China affirms zero-COVID stance, eases rules after protests
BEIJING (AP) — Authorities eased anti-virus rules in scattered areas but affirmed China’s severe “zero- COVID” strategy Monday after crowds…
BEIJING (AP) — Authorities eased anti-virus rules in scattered areas but affirmed China’s severe “zero- COVID” strategy Monday after crowds demanded President Xi Jinping resign during protests against controls that confine millions of people to their homes.
The government made no comment on the protests or criticism of Xi, the most widespread display of opposition to the ruling Communist Party in decades. There was no official word on how many people were detained after police used pepper spray against protesters in Shanghai and struggled to suppress demonstrations in other cities including Beijing, the capital.
The city government of Beijing announced it would no longer set up gates to block access to apartment compounds where infections are found. It made no mention of a deadly fire last week that set off the protests following angry questions online about whether firefighters or victims trying to escape were blocked by locked doors or other anti-virus controls.
“Passages must remain clear for medical transportation, emergency escapes and rescues,” said a city official in charge of epidemic control, Wang Daguang, according to the official China News Service.
“Zero COVID,” which aims to isolate every infected person, has helped to keep China’s case numbers lower than those of the United States and other major countries. But people in some areas have been confined at home for up to four months and say they lack reliable food supplies.
The ruling party promised last month to reduce the disruption of “zero COVID” by changing quarantine and other rules.
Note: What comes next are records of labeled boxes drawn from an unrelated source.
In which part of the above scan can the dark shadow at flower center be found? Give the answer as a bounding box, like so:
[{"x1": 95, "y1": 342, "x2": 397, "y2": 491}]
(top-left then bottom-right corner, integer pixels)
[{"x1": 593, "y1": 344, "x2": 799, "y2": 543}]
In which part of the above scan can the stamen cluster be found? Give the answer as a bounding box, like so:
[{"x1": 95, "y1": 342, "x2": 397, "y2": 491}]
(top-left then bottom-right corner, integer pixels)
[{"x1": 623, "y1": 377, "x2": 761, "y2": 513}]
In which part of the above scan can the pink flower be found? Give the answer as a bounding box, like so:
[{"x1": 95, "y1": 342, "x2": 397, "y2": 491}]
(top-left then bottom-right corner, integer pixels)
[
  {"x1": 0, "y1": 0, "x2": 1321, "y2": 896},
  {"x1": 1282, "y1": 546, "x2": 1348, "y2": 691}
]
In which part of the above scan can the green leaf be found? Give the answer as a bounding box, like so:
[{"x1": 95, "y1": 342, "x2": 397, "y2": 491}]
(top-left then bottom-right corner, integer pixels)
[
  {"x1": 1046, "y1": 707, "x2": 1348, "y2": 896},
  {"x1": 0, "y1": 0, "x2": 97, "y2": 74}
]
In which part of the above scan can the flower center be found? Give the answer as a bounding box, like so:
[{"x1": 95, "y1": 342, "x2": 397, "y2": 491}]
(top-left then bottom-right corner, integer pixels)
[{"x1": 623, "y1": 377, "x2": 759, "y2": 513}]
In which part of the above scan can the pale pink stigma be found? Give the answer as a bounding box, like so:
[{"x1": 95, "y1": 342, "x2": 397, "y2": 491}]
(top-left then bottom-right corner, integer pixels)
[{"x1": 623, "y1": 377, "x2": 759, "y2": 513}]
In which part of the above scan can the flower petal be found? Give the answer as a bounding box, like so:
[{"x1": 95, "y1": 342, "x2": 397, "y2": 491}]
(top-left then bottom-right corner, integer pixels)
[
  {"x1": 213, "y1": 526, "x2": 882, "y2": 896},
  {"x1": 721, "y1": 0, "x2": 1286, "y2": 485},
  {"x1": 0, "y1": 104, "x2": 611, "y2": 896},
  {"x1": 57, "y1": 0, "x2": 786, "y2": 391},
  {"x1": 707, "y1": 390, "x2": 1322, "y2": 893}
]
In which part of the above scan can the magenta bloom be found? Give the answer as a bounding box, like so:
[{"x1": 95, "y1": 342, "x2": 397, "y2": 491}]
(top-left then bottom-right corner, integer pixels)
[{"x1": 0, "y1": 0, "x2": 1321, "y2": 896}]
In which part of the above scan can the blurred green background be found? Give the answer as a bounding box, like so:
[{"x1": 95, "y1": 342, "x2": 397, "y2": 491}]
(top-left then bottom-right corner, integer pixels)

But public acceptance is wearing thin after a spike in infections prompted cities to tighten controls, fueling complaints overzealous enforcement is hurting the public.
On Monday, the number of new daily cases rose to 40,347, including 36,525 with no symptoms.
The ruling party newspaper People’s Daily called for its anti-virus strategy to be carried out effectively, indicating Xi’s government has no plans to change course.
“Facts have fully proved that each version of the prevention and control plan has withstood the test of practice,” a People’s Daily commentator wrote.
Also Monday, the southern manufacturing and trade metropolis of Guangzhou, the biggest hotspot in China’s latest wave of infections, announced some residents will no longer be required to undergo mass testing. It cited a need to conserve resources.
Protests spread to at least eight major cities after at least 10 people died Thursday in the fire in an apartment building in Urumqi in the northwestern region of Xinjiang.
Most protesters complained about excessive restrictions, but some shouted slogans against Xi, China’s most powerful leader since at least the 1980s. In a video that was verified by The Associated Press, a crowd in Shanghai on Saturday chanted, “Xi Jinping! Step down! CCP! Step down!”
Police using pepper spray broke up that demonstration, but people returned to the same spot on Sunday for another protest. A reporter saw an unknown number being driven away in a police bus after being detained.
Elsewhere, videos on social media that said they were filmed in Nanjing in the east, Chongqing and Chengdu in the southwest and other cities showed protesters tussling with police in white protective suits or dismantling barricades used to seal off neighborhoods. The Associated Press could not verify that all those protests took place or where.
Earlier, the ruling party faced public anger over the deaths of two children whose parents said anti-virus controls hampered efforts to get emergency medical help.
Urumqi and a smaller city in Xinjiang, Korla, announced markets and other businesses in areas deemed at low risk of infection would reopen this week and public bus service would resume in what appeared to be an attempt to mollify the public.
There was no indication whether residents in higher-risk areas would be allowed out of their homes.